Magazines for women and men are also skewered, women's magazines for their contradictory advice ("love your body!" on one page and "New miracle diet!" on the next) and male-gaze-centric advice (ever notice how all of those lurid headlines for better sex are about improving his pleasure?), men's magazines (primarily Maxim) for their soft-core porn views of women. She also focuses a lot on the celebrity tabloid culture that has arisen, including how even CNN was focused for days on the non-story of Anna Nicole Smith's death.
I have to admit, I found all of this interesting, but I also had a healthy feeling of "this is nothing new." I don't want to put another nail in publishing's coffin, but I wonder if books like Douglas' are going to be on their way out soon, because almost every topic has already been covered by blogs - and they've even taken some of her reporting farther. In the last chapter Douglas looks at motherhood and how stories of women "opting out" of the workforce have been greatly exaggerated, and the new books and blogs that rising showing women truly struggling with motherhood, not even trying to keep up the veneer of "having it all," and being celebrated for it. Well, that last bit sounds an awful lot like the bad mommy genre that was the talk of the blogs in May 2009 (Enlightened Sexism was published in March 2010). While the book gives a name to a lot of subjects I've thought about before (I particularly liked embedded feminism), for anyone who's been following the conversations on the major feminist blogs, all of this is old news. It's nice having everything in one location, but in the age of blogs, are books like this redundant?
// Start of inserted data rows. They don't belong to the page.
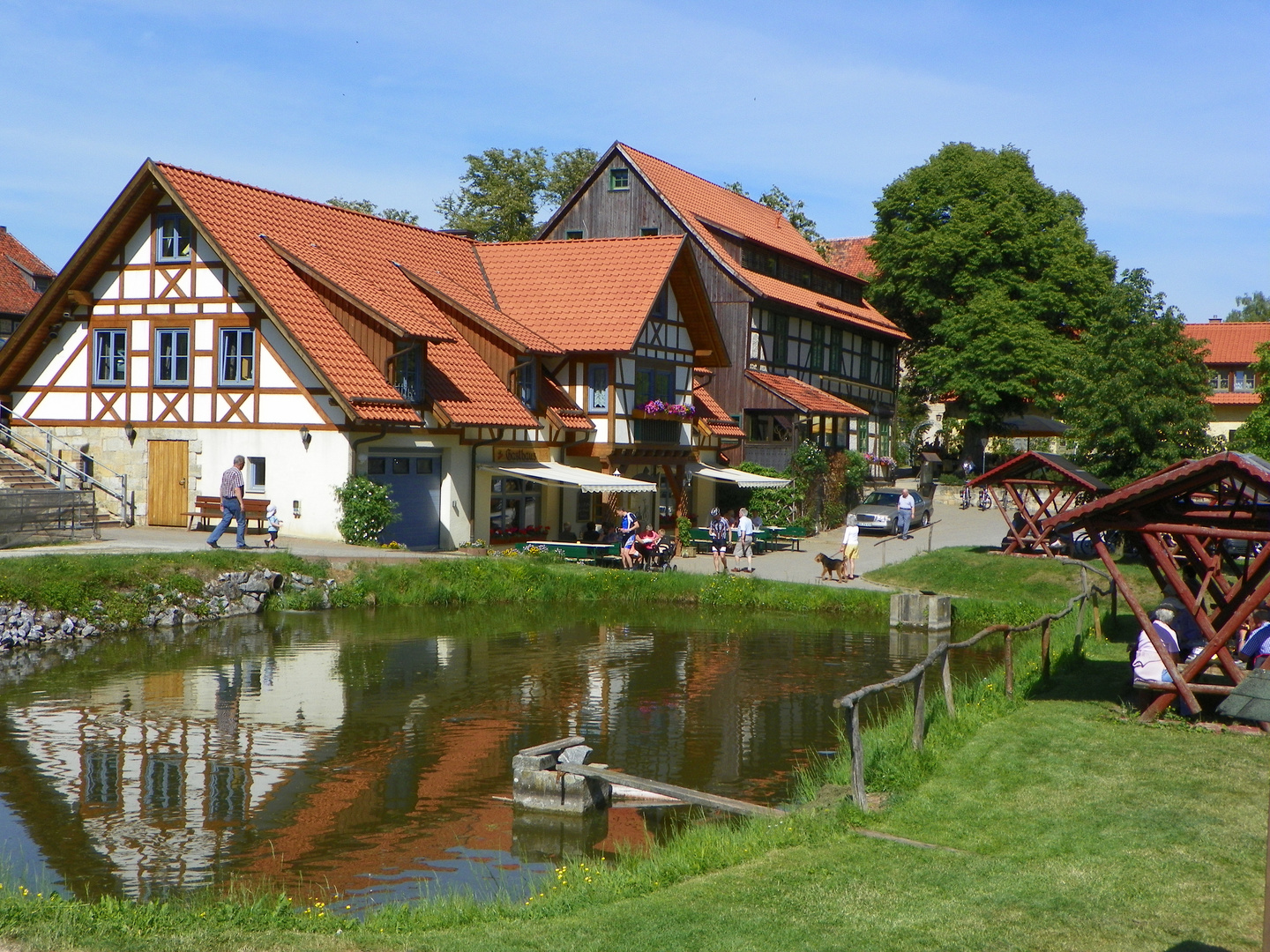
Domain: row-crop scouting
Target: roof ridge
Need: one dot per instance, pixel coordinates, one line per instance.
(698, 178)
(309, 201)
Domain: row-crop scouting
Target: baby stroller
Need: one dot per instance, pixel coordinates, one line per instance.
(658, 557)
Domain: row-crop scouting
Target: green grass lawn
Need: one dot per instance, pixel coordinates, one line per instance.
(1080, 829)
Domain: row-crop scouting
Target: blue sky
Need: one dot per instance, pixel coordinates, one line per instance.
(1154, 113)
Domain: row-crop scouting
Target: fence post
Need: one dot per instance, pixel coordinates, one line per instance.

But redundant or not, the most damning part of Douglas' book is...her tone. Okay, I totally cringe to use that word in a discussion of a feminist work, but I'm not sure what else fits here. Basically, Douglas sets up a lot of her arguments as an "us vs. them" battle - and I'm not talking men vs. women. No, for Douglas the "us" is older women (or "vintage females" as she bizarrely refers to herself throughout the text) and the "them" is every one younger who is implicitly held responsible for the popularity of tacky magazines and preposterous reality TV shows. In her conclusion, Douglas presents two possible scenarios of the future, one where a feminist grandmother is surrounded by ridiculous things like potty-training thongs for her granddaughter, who she's caring for while her daughter tries to figure out how to handle going back to work after 6 weeks unpaid maternity leave, and another future in which the feminist grandmother is part of a movement where all older women have risen up and renewed the consciousness-raising strategies of the 70s to revolutionize American culture. In both cases, women of my generation (mid-twenties), are left out of the solution.
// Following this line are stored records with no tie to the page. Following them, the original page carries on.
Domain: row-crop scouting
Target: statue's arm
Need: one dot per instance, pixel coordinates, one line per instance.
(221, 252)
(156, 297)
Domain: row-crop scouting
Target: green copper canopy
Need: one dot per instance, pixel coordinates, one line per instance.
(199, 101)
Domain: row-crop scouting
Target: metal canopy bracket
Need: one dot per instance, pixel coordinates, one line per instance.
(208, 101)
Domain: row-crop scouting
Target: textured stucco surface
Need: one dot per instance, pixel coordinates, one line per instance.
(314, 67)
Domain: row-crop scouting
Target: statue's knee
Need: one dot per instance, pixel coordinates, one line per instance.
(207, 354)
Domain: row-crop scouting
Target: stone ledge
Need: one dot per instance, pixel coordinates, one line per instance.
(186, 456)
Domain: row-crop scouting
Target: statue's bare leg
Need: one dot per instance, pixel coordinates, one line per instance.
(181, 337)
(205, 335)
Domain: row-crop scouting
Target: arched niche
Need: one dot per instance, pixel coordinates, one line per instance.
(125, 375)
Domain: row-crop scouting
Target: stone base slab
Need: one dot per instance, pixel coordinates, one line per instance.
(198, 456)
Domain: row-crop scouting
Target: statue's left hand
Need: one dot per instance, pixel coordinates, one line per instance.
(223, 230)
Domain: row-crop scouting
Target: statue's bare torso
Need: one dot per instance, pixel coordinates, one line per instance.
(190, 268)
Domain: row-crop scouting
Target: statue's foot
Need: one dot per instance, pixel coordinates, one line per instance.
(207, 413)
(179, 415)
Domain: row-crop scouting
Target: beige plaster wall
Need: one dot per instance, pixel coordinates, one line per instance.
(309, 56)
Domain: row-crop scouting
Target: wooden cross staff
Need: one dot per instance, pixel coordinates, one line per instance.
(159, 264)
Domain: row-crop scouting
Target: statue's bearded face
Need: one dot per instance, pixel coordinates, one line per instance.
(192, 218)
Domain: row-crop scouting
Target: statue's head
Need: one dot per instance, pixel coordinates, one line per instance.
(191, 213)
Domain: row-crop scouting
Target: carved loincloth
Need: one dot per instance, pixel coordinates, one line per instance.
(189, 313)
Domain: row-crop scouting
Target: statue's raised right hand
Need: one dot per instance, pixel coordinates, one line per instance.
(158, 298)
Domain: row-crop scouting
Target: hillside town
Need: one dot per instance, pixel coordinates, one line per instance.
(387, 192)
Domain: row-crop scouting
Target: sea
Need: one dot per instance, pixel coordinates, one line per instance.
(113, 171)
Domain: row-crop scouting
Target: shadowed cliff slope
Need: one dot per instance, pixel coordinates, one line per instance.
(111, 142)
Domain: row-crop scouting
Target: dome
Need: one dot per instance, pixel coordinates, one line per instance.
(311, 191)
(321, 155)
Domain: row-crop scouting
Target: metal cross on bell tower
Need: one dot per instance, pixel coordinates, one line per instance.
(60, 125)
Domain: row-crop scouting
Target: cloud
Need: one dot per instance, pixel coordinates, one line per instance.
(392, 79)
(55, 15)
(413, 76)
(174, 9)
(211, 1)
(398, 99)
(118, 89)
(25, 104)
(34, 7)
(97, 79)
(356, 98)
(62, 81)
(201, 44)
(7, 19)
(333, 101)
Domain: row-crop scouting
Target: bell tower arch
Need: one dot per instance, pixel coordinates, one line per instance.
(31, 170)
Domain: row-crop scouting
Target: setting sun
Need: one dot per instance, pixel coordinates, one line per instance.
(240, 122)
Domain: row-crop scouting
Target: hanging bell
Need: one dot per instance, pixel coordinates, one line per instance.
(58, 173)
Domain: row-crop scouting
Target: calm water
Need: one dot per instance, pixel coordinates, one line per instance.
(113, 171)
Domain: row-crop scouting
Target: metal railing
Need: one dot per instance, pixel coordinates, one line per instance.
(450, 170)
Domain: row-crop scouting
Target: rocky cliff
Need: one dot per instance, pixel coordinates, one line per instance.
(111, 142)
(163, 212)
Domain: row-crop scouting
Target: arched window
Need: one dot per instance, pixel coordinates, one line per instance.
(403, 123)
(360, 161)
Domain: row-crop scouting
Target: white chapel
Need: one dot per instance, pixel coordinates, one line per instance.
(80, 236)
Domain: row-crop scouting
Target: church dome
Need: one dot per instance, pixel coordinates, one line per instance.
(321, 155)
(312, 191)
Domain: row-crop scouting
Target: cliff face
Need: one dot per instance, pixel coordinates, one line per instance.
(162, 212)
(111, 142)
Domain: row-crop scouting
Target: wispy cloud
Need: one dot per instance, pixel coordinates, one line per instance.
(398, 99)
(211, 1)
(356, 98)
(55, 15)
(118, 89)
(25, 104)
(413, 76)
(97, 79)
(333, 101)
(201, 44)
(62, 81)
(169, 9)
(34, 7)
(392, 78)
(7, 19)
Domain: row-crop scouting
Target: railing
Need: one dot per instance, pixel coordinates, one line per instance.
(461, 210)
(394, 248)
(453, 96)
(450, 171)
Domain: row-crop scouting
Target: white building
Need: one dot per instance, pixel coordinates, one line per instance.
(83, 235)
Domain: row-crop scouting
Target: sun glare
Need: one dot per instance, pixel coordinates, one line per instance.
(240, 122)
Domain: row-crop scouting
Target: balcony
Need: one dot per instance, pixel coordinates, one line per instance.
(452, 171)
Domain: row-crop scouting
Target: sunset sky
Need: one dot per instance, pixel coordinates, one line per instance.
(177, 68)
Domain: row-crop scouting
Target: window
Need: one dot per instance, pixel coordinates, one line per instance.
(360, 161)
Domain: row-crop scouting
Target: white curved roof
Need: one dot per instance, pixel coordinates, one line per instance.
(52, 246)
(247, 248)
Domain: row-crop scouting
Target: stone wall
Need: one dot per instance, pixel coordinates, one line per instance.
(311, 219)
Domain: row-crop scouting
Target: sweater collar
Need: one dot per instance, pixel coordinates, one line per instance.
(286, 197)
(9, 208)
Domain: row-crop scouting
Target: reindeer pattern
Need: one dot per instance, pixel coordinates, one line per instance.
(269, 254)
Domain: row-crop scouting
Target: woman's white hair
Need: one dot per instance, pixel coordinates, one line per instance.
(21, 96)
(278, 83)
I felt similarly about Flow when I reviewed it two weeks ago - how are these books getting nominated for the Amelia Bloomer list? Both are definitely feminist books, so they fit the list's first criteria, but I can't imagine any young woman willingly reading either of these and feeling like she was represented. Both books focus on the experiences and attitudes of women who are at least a decade past their teen years, and the Amelia Bloomer list's charge is to find feminist titles for young readers ranging from birth to 18. There's nothing here keeping a high schooler from reading Enlightened Sexism, and I think the average high schooler could learn a lot, but first she would have to get past Douglas' apparent bias against young women, and that just might be too tall of an order.